Oncolytic virus therapy uses a modified virus that can cause tumor cells to self-destruct and generate a greater immune response against the cancer.

  • A phase I trial of HSV207, a modified herpes virus designed to target tumor cells and increase their immunogenicitiy, alone or in combination with a single radiation dose,  in children with recurrent supratentorial brain tumors (NCT02457845).

Cancer vaccines are designed to elicit an immune response against tumor-specific or tumor-associated antigens, encouraging the immune system to attack cancer cells bearing these antigens. Clinical studies include:

  • A phase 1 trial of a dendritic cell (DC) vaccine administered with imiquimod, a TLR7 agonist that stimulates the innate immune system, for patients with malignant glioma and glioblastoma (NCT01808820).

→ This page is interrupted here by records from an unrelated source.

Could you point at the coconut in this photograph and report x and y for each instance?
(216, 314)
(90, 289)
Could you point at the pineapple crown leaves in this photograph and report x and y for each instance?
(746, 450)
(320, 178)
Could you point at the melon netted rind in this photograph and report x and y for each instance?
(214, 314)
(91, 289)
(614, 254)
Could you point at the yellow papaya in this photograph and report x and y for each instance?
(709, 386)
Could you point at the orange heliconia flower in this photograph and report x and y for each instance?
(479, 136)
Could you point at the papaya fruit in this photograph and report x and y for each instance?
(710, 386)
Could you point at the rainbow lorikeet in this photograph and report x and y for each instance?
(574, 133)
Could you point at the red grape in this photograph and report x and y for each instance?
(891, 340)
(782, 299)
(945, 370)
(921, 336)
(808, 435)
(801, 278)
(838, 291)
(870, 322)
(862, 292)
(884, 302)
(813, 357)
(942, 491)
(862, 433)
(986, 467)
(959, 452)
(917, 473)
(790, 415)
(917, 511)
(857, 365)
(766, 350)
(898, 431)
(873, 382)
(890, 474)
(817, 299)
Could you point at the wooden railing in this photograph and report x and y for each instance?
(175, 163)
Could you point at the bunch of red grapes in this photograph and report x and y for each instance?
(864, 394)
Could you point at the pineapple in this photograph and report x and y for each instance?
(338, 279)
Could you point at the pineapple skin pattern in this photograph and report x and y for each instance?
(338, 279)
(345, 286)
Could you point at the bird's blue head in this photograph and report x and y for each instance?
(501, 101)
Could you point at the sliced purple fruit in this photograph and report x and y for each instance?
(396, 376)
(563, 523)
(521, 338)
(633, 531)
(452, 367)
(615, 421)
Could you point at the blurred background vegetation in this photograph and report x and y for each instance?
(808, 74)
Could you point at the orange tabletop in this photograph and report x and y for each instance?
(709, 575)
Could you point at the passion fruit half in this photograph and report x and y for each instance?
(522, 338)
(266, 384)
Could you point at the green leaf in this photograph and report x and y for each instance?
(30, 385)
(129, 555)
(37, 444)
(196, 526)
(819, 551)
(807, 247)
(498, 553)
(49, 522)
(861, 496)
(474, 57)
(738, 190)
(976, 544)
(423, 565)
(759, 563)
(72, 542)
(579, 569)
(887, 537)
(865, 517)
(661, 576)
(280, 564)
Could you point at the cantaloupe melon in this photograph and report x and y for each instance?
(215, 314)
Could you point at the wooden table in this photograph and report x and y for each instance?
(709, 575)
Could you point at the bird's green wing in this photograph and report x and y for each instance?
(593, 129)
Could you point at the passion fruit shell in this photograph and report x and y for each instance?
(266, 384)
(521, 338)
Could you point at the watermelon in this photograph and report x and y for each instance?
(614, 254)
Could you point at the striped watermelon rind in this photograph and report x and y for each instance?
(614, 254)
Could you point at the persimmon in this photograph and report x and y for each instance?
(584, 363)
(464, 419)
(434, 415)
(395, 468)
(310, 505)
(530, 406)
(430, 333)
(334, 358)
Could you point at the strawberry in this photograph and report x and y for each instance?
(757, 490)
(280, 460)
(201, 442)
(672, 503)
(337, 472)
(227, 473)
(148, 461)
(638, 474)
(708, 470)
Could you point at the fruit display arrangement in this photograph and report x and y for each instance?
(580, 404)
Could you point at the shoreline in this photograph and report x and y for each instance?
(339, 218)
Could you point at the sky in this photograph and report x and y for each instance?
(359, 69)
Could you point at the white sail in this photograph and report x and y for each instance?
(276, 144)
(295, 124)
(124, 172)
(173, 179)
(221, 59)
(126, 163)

  • A phase I trial of the H3.3K27M-specific peptide vaccine combined with poly-ICLC for newly diagnosed H3.3K27M-positive diffuse intrinsic pontine glioma (DIPG) and other newly diagnosed H3.3K27M-positive gliomas (NCT02960230).

  • A pilot study of vaccination with glioma antigen-peptides with Poly-ICLC for children with newly diagnosed malignant brain stem gliomas, non-brainstem high-grade gliomas, recurrent low-grade gliomas or recurrent high grade gliomas (NCT01130077).